Step by step solution

01

Calculate the molar mass of glucose

The molar mass of glucose (\(\mathrm{C}_{6}\mathrm{H}_{12}\mathrm{O}_{6}\)) is calculated by summing the atomic masses of all atoms in the molecule. Carbon's atomic mass is approximately \(12.01\,\text{g/mol}\), hydrogen's is \(1.01\,\text{g/mol}\), and oxygen's is \(16.00\,\text{g/mol}\).

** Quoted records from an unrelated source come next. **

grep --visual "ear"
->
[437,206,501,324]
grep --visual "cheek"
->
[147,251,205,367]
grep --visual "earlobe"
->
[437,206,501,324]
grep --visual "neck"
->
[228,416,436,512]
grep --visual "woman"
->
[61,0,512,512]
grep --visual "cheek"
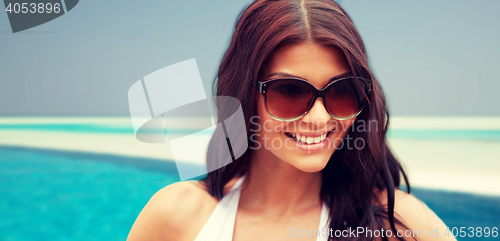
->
[257,96,286,135]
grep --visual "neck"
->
[240,150,322,214]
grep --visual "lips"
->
[285,130,333,145]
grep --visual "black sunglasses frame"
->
[257,76,372,121]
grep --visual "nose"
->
[302,97,331,125]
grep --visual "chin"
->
[294,156,329,173]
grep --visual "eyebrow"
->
[266,71,352,82]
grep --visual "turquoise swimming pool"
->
[0,147,500,241]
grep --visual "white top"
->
[194,177,328,241]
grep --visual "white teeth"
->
[290,133,328,144]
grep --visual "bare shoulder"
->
[376,189,456,240]
[127,181,218,241]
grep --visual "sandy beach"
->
[0,117,500,196]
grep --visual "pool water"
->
[0,147,500,241]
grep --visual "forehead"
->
[262,42,350,89]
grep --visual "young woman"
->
[128,0,454,241]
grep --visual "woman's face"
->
[253,42,356,172]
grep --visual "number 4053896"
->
[5,3,61,13]
[444,227,498,238]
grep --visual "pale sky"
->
[0,0,500,116]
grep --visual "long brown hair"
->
[204,0,410,240]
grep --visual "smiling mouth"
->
[285,130,334,145]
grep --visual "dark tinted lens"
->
[325,78,365,117]
[266,80,313,119]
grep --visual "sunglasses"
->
[257,76,371,121]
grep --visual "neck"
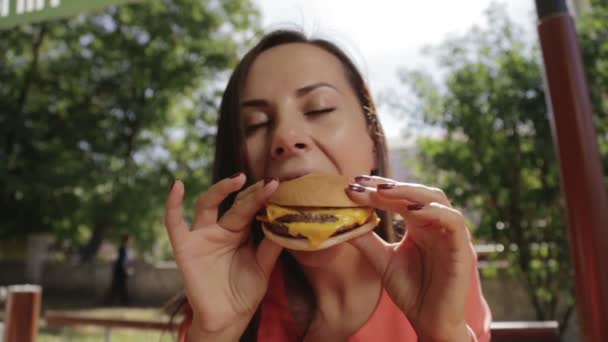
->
[293,243,382,330]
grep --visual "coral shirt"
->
[179,255,492,342]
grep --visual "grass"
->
[38,308,177,342]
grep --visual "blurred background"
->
[0,0,608,341]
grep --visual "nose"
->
[270,127,312,159]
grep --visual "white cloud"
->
[254,0,534,137]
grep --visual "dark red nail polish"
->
[407,204,424,211]
[355,176,372,182]
[264,178,278,185]
[348,184,365,192]
[377,183,397,190]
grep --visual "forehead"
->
[244,43,349,97]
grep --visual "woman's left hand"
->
[347,176,474,341]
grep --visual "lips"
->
[279,171,312,182]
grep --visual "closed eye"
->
[304,107,336,116]
[245,121,270,135]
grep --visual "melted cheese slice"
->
[266,204,373,247]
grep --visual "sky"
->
[254,0,535,141]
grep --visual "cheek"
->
[319,117,375,177]
[246,138,267,181]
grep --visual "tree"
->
[0,0,259,259]
[390,3,608,329]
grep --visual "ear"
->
[369,139,380,176]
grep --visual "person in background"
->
[106,235,132,306]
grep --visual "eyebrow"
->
[241,82,340,108]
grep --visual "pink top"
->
[258,255,492,342]
[178,252,492,342]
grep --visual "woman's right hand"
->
[165,173,281,337]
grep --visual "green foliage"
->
[0,0,259,260]
[392,4,608,326]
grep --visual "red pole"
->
[536,0,608,342]
[4,285,42,342]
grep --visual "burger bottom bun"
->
[262,221,376,251]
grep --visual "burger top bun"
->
[268,173,361,208]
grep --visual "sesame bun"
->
[268,173,361,208]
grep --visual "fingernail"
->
[348,184,365,192]
[355,176,372,182]
[407,204,424,211]
[264,177,278,186]
[376,183,396,190]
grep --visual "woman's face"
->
[241,43,375,180]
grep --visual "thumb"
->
[349,231,397,276]
[256,238,283,278]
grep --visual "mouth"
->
[279,171,311,182]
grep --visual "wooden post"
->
[4,285,42,342]
[536,0,608,342]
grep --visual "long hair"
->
[169,30,396,341]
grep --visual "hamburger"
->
[258,173,380,251]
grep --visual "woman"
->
[165,31,491,341]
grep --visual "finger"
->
[355,175,450,206]
[165,180,189,247]
[192,173,247,229]
[346,184,446,214]
[218,179,279,232]
[402,203,469,247]
[376,183,450,206]
[256,238,283,279]
[349,232,396,276]
[346,184,404,212]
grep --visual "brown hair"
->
[169,30,396,341]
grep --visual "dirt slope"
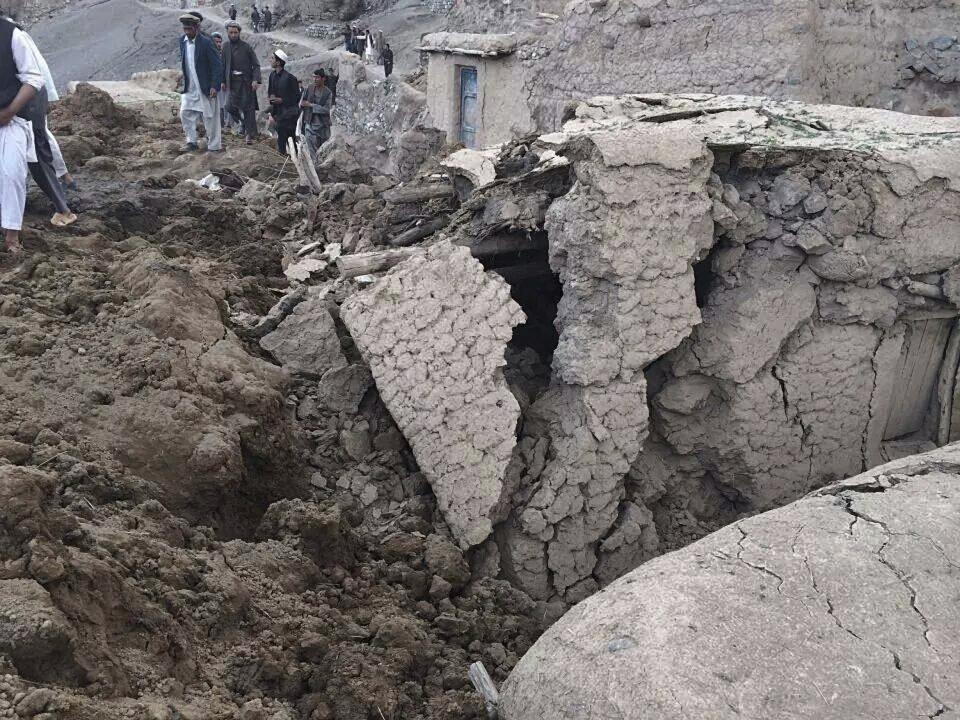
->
[0,89,543,720]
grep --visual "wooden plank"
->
[937,320,960,445]
[387,215,450,247]
[470,233,548,257]
[337,248,425,278]
[383,182,454,205]
[884,319,953,440]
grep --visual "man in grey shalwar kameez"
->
[300,69,333,160]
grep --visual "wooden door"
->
[883,318,953,440]
[460,67,480,148]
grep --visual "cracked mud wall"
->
[497,126,713,602]
[638,145,960,547]
[342,244,525,548]
[452,0,960,138]
[336,96,960,606]
[499,445,960,720]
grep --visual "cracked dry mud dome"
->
[0,19,960,720]
[501,445,960,720]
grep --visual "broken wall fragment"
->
[342,243,524,548]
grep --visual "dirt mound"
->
[0,74,543,720]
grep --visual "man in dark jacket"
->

Therefore, the molar mass of glucose is calculated as:\[6(12.01) + 12(1.01) + 6(16.00) = 180.18\,\text{g/mol}.\]
02

Calculate the number of moles of glucose

Using the molar mass, calculate the number of moles of glucose in \(1.50\,\text{g}\) using the formula: \[\text{moles} = \frac{\text{mass}}{\text{molar mass}}.\] Hence, the number of moles is \(\frac{1.50}{180.18} \approx 0.00832\,\text{mol}.\)
03

Determine the number of molecules of glucose

To find the number of molecules, multiply the number of moles by Avogadro's number \(6.022 \times 10^{23}\ \text{mol}^{-1}\):\[0.00832\,\text{mol} \times 6.022 \times 10^{23}\ \text{mol}^{-1} \approx 5.01 \times 10^{21}\ \text{molecules}.\]
04

Calculate the number of C, H, and O atoms

Each glucose molecule \(\mathrm{C}_{6}\mathrm{H}_{12}\mathrm{O}_{6}\) contains 6 C atoms, 12 H atoms, and 6 O atoms. Multiply the number of molecules by the number of each type of atom per molecule. For C atoms: \[5.01 \times 10^{21} \times 6 \approx 3.01 \times 10^{22}\ \text{C atoms}.\] For H atoms: \[5.01 \times 10^{21} \times 12 \approx 6.01 \times 10^{22}\ \text{H atoms}.\] For O atoms: \[5.01 \times 10^{21} \times 6 \approx 3.01 \times 10^{22}\ \text{O atoms}.\]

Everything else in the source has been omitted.